Sometimes, I wanted so badly to be like other young teenage girls I knew, full of silly laughter about nothing at all, and not always burdened down with responsibilities and worries that made me feel so much older than my years. But the same had been true for my poor mother. How quickly her life had flown by. One moment she was like an innocent child, exploring, discovering, living in what must have seemed to her to be an eternal spring; and then, suddenly, all the dark clouds rolled in and her smiles dimmed, her laughter died somewhere in the swamp, and she faded and aged like a leaf drying in the premature autumn of her short life. How unfair. If there is a heaven or a hell, I thought, it's right here on earth. We don't have to die to enter one or the other.
Exhausted, my mind reeling from the revelations, I rose from the rocker and made my way quickly to bed, putting out all the lights behind me as I went, leaving a trail of darkness and returning the world to the demons that feasted so hungrily and so successfully on our vulnerable hearts.
Poor Grandmère, I thought, and said a little prayer for her. She had been through so much trouble and tragedy and yet she cared so for others and especially for me, instead of becoming bitter and cynical. Never did I go to sleep myself loving her more, nor did I ever believe I could go to sleep crying for my dead mother, a mother I had never known, more than I could cry for myself. But I did.
The next morning Grandmère got herself up with a struggle and made her way down to the kitchen. I heard her slow, ponderous footsteps and decided that I would do all that I could to cheer her up again and get her to return to her old, vibrant self. When I joined her at breakfast, I didn't talk about our discussions the night before, nor did I ask her any more questions about the past. Instead, I rattled on about our work and especially about the new painting I was planning.

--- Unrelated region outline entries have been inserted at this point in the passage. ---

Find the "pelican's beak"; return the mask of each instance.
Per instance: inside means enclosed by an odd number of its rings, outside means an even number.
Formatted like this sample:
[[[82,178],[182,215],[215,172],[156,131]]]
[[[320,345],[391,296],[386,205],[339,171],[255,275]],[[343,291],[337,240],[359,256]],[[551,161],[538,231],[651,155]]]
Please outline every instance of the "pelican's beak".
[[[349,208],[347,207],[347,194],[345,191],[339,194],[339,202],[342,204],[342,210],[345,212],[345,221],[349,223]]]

"It's a painting of you, Grandmère," I said.
"Me? Oh, no, honey. I ain't fit to be the subject of any painting. I'm old and wrinkled and—"
"You're perfect, Grandmère, and very important. I want you sitting in your rocker on the galerie. I'll try to get as much of the house in, too, but you are the subject. After all, how many portraits are there of Cajun spiritual healers? I'm sure, if I do it well, people in New Orleans will pay dearly for it," I added to persuade her.
"I'm not one to sit around all day and model for pictures," she insisted, but I knew she would. It would make it easier for her to rest and her conscience wouldn't bother her so much about not working on her loom or embroidering tablecloths and napkins.
I began the portrait that afternoon.
"Does this mean I've got to wear the same thing every day until you finish that picture, Ruby?" she asked me.
"No, Grandmère. Once I've painted you in something, I don't need to see you in it constantly. The picture is already locked in here," I said, pointing to my temple.
I worked as hard and as fast as I could on her picture, concentrating on capturing her as accurately as I was able. Every day I worked, she fell asleep in her chair midway through the sitting. I thought there was a peacefulness about her and tried to get that feeling in the picture. One day I decided there should be a rice bird on the railing, and then, it came to me that I would put a face in the window looking out. I didn't tell Grandmère, but the face I drew and then painted was my mother's face. I used the old pictures for inspiration.